Por Cleber Lourenço
A explosão registrada no dia 11 de maio durante obra da Sabesp em uma comunidade do Jaguaré, na zona oeste de São Paulo, acabou expondo problemas que, segundo moradores da rua Doutor Benedito de Moraes Leme, já faziam parte da rotina do bairro havia meses: falta de água quase todas as noites, aumento expressivo nas contas e danos causados por obras nas ruas da comunidade.
Moradores afirmam que, há cerca de seis meses, o abastecimento começou a falhar diariamente no início da noite e só retorna no dia seguinte.
“Quando falta, é todo dia, toda noite. Vou dormir, não tomo banho nem nada”, relata a aposentada Maria Vilma Rodrigues dos Santos.
Segundo ela, os problemas começaram após a troca dos hidrômetros e mudanças feitas na rede da região.
“Depois que colocou esse aí, ficou caro. Sem usar, vem caro. Não adianta, pode usar”, afirma, mostrando contas que passaram de cerca de R$ 50 para quase R$ 300 em poucos meses.
A dona de casa Julieta da Silva Trindade relata situação semelhante. Pensionista, ela afirma que passou a receber contas superiores a R$ 1 mil após a substituição dos relógios.
“Eu só ganho mil. Não tenho como bancar isso. Eu vivo doente, tomo remédio. Não tenho da onde tirar”, afirma.
Segundo Julieta, moradores chegaram a procurar a companhia para questionar os valores cobrados, mas não receberam solução.

“Falaram que estava em análise. Que vinham ver. Depois não vieram mais”, relata.
Além da falta de água e do aumento nas contas, moradores afirmam que as intervenções deixaram excesso de ar nas tubulações, o que estaria provocando danos em chuveiros, torneiras e nos próprios sistemas internos das casas.

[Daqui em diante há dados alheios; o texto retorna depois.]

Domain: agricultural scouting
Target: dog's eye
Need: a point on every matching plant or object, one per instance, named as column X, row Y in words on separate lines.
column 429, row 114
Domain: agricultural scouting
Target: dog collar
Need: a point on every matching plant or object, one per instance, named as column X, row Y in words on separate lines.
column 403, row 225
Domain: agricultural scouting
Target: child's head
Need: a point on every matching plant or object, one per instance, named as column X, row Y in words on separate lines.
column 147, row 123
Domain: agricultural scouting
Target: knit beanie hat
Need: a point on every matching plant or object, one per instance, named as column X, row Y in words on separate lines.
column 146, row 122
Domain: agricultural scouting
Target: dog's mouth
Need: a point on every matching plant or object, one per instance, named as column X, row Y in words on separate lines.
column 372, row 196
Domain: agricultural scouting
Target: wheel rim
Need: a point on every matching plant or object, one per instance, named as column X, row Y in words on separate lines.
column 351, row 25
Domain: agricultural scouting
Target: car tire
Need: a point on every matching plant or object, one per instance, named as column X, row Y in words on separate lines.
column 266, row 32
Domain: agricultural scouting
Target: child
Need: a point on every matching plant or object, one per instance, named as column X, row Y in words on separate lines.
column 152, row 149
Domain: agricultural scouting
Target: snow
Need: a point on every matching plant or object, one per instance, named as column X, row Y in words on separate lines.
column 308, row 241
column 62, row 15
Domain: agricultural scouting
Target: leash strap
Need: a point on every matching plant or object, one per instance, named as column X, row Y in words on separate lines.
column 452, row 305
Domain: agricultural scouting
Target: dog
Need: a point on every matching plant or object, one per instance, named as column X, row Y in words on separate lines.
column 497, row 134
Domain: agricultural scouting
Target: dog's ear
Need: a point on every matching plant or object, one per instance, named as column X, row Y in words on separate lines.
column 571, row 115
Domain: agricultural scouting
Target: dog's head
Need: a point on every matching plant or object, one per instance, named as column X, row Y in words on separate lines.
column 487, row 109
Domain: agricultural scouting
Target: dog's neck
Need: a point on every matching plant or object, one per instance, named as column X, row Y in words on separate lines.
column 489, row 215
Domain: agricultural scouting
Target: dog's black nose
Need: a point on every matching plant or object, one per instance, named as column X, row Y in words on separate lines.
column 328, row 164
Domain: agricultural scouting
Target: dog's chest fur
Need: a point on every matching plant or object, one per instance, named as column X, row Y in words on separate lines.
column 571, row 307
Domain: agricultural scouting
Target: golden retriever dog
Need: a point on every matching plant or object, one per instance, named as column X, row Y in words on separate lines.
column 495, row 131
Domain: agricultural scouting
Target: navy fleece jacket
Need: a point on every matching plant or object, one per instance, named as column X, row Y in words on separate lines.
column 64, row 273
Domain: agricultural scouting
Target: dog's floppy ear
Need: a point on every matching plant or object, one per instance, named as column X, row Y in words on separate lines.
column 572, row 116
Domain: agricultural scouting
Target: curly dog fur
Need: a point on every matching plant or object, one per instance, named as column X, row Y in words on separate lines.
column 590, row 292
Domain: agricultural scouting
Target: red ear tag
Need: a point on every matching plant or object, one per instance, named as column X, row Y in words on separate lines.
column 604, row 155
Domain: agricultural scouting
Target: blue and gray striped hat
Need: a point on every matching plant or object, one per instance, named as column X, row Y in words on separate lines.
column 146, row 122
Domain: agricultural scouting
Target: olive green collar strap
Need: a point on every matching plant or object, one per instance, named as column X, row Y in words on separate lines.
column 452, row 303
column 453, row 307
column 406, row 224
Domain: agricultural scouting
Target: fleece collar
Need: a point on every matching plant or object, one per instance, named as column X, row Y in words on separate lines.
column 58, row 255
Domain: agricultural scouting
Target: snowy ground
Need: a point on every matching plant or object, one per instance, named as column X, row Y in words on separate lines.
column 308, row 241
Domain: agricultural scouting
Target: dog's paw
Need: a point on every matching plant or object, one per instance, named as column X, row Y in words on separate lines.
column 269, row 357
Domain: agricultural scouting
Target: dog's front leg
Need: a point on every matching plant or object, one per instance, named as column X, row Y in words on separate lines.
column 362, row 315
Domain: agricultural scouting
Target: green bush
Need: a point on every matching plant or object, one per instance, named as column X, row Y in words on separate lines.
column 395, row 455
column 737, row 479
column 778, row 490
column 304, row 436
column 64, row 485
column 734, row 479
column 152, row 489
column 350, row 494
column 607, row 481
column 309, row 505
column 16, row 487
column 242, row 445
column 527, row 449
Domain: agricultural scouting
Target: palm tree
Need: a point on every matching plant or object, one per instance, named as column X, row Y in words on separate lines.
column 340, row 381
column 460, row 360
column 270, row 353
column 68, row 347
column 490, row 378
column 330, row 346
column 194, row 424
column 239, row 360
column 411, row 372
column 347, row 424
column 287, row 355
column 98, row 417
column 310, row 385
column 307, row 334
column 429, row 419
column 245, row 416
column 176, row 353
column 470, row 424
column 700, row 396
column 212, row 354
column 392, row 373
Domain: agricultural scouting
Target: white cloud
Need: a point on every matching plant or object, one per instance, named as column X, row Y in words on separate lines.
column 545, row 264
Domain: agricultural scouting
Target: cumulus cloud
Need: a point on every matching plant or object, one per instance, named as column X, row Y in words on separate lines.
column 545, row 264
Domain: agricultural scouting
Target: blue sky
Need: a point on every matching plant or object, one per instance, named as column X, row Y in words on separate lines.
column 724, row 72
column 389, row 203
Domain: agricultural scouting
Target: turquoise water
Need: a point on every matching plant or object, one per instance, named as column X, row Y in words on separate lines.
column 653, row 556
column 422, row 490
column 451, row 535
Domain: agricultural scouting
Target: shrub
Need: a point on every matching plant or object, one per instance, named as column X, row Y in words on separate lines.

“Meu chuveiro chega a quebrar quando vem o pipoco da água”, diz Maria Vilma.
O filho da aposentada afirma que o problema se tornou recorrente após as obras realizadas na comunidade.
“De manhã tem uma explosão de ar que danificou torneira, danificou chuveiro”, afirma.
Segundo ele, o retorno da água misturado com ar estaria elevando artificialmente os registros de consumo.
“A gente já gasta um absurdo pelo ar”, relata.
Outra moradora, após as intervenções da Sabesp.
“Como que vai pagar uma conta de 10 mil reais que a gente não usou?”, questiona.

Ela afirma que procurou atendimento da companhia em diferentes unidades, mas ouviu que os relógios estariam funcionando normalmente.
“Eles falaram que tava certo, que o relógio tava rodando normal”, relata.
Segundo Emilayne, a família acumula mais de dez contas atrasadas e acredita que a própria companhia reconhece problemas nas cobranças.
“Se não cortaram, é porque sabem que tem algo errado. E se cortarem, iremos à Justiça”, afirma.
A explosão registrada na comunidade ampliou ainda mais a revolta dos moradores. Maria Vilma afirma que o impacto foi tão forte que chegou a balançar a estrutura da casa.
“Foi um susto de morrer. O sofá subiu comigo e balançou tudo”, lembra.
Segundo ela, o cheiro de gás já tomava conta da rua horas antes do acidente.
“Desde as duas horas já tava saindo gás e tava cheirando ruim na rua”, relata.
Moradores também criticam as condições das ruas após as obras realizadas pela companhia. Em diversos pontos da comunidade, o asfalto apresenta remendos, desnivelamentos e buracos deixados após intervenções nas tubulações subterrâneas.
Procurada pela reportagem, a Arsesp afirmou que monitora reclamações envolvendo aumento no consumo após substituição de hidrômetros e confirmou que vem estruturando ações regulatórias para fiscalizar os processos de medição e faturamento adotados pela Sabesp.
Segundo a agência, desde a privatização da companhia, em julho de 2024, já foram realizadas mais de 1,1 mil ações de fiscalização relacionadas aos serviços prestados pela empresa.
A Arsesp afirmou ainda que, caso sejam identificadas falhas técnicas na prestação do serviço, poderão ser aplicadas medidas administrativas, incluindo multas. A agência também informou que consumidores têm direito à devolução em dobro de valores cobrados indevidamente, conforme previsto na regulamentação do setor.
Sobre a explosão registrada no Jaguaré, a agência afirmou que recebeu documentos das concessionárias envolvidas e que o material está em análise.
A Sabesp foi procurada pela reportagem, mas não respondeu até a publicação desta matéria.